I'm reading about Lusin's theorem in textbook Optimal Transport for Applied Mathematicians
Let us be more precise: take a topological space $X$ endowed with a finite regular measure $\mu$ (i.e. any Borel set $A \subset X$ satisfies $\mu(A)=\sup \{\mu(K): K \subset A, K \text{ compact} \}=\inf \{\mu(B): B \supset A, B \text{ open}\}$ ). The arrival space $Y$ will be supposed to be second-countable (i.e. it admits a countable family $\left(B_i\right)_i$ of open sets such that any other open set $B \subset Y$ may be expressed as a union of $B_i$; for instance, separable metric spaces are second-countable).
Theorem (weak Lusin) - Under the above assumptions on $X, Y, \mu$, if $f: X \rightarrow Y$ is measurable, then for every $\varepsilon>0$ there exists a compact set $K \subset X$ such that $\mu(X \backslash K)<\varepsilon$ and the restriction of $f$ to $K$ is continuous.
Proof - For every $i \in \mathbb{N}$, set $A_i^{+}=f^{-1}\left(B_i\right)$ and $A_i^{-}=f^{-1}\left(B_i^C\right)$. Consider compact sets $K_i^{\pm} \subset A_i^{\pm}$such that $\mu\left(A_i^{\pm} \backslash K_i^{\pm}\right)<\varepsilon 2^{-i}$. Set $K_i=K_i^{+} \cup K_i^{-}$and $K=\bigcap_i K_i$. For each $i$ we have $\mu\left(X \backslash K_i\right)<\varepsilon 2^{1-i}$. By construction, $K$ is compact and $\mu(X \backslash K)<4 \varepsilon$. To prove that $f$ is continuous on $K$ it is sufficient to check that $f^{-1}(B) \cap K$ is relatively open in $K$ for each open set $B$, and it is enough to check this for $B=B_i$. Equivalently, it is enough to prove that $f^{-1}\left(B_i^c\right) \cap K$ is closed, and this is true since it coincides with $K_i^{-} \cap K$.

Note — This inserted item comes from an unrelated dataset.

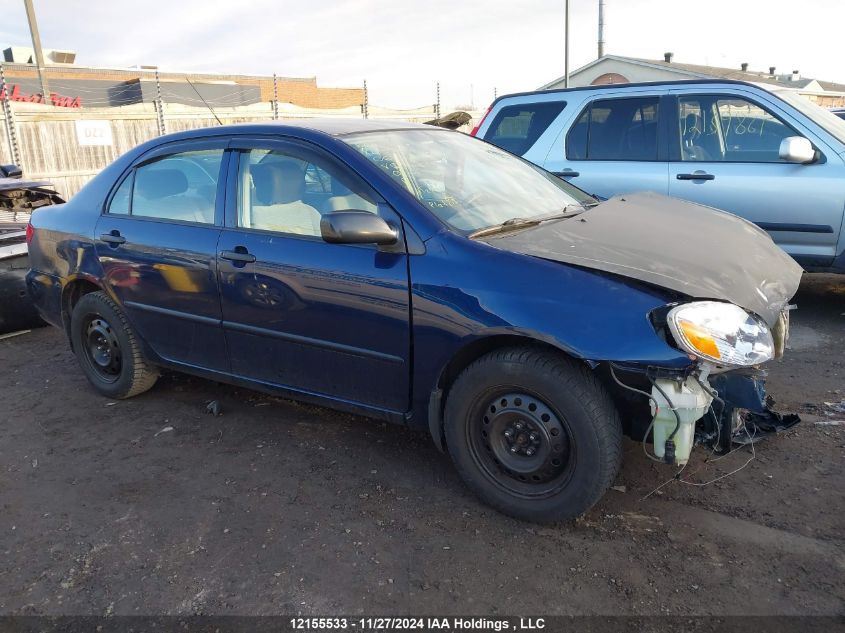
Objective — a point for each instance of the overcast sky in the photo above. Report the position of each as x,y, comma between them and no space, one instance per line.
403,47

Theorem (strong Lusin) - Under the same assumptions on $X$, if $f: X \rightarrow \mathbb{R}$ is measurable, then for every $\varepsilon>0$ there exists a compact set $K \subset X$ and a continuous function $g: X \rightarrow \mathbb{R}$ such that $\mu(X \backslash K)<\varepsilon$ and $f=g$ on $K$.
Proof - First apply weak Lusin's theorem, since $\mathbb{R}$ is second countable. Then we just need to extend $f_{\mid K}$ to a continuous function $g$ on the whole $X$. This is possible since $f_{\mid K}$ is uniformly continuous (as a continuous function on a compact set) and hence has a modulus of continuity $\omega:\left|f(x)-f\left(x^{\prime}\right)\right| \leq \omega\left(d\left(x, x^{\prime}\right)\right)$ (the function $\omega$ can be taken sub additive and continuous). Then define $g(x)=\inf \left\{f\left(x^{\prime}\right)+\omega\left(d\left(x, x^{\prime}\right)\right): x^{\prime} \in K\right\}$. It can be easily checked that $g$ is continuous and coincides with $f$ on $K$.
My concerns are about the proof of the weak version. First, the author assumes that $X, Y$ are topological spaces where $Y$ is second-countable.
We have $$ \begin{align} \mu\left(X \backslash K_i\right) &= \mu\left(X \backslash (K_i^{+} \cup K_i^{-})\right) \\ &= \mu ( (X \setminus K_i^+) \cup (X \setminus K_i^-)) \\ &\le \mu (X \setminus K_i^+) + \mu (X \setminus K_i^-). \end{align} $$ Also, $\mu\left(A_i^{+} \backslash K_i^{+}\right)<\varepsilon 2^{-i}$ and $\mu\left(A_i^{-} \backslash K_i^{-}\right)<\varepsilon 2^{-i}$. How do we conclude $\mu\left(X \backslash K_i\right)<\varepsilon 2^{1-i}$?
The union of two compact sets is compact, so $K_i$ is compact. Here $X$ is not assumed to be Hausdorff. How do we conclude $K := \bigcap_i K_i$ is compact?
We have $f^{-1}\left(B_i^c\right) \cap K = K_i^{-} \cap K$. We know that $K_i^-$ is compact, but we don't know if it is closed. How do we conclude that $f^{-1}\left(B_i^c\right) \cap K$ is closed in $K$?
It seems to me $\mu$ don't need to be outer regular.
Could you please elaborate on my confusion?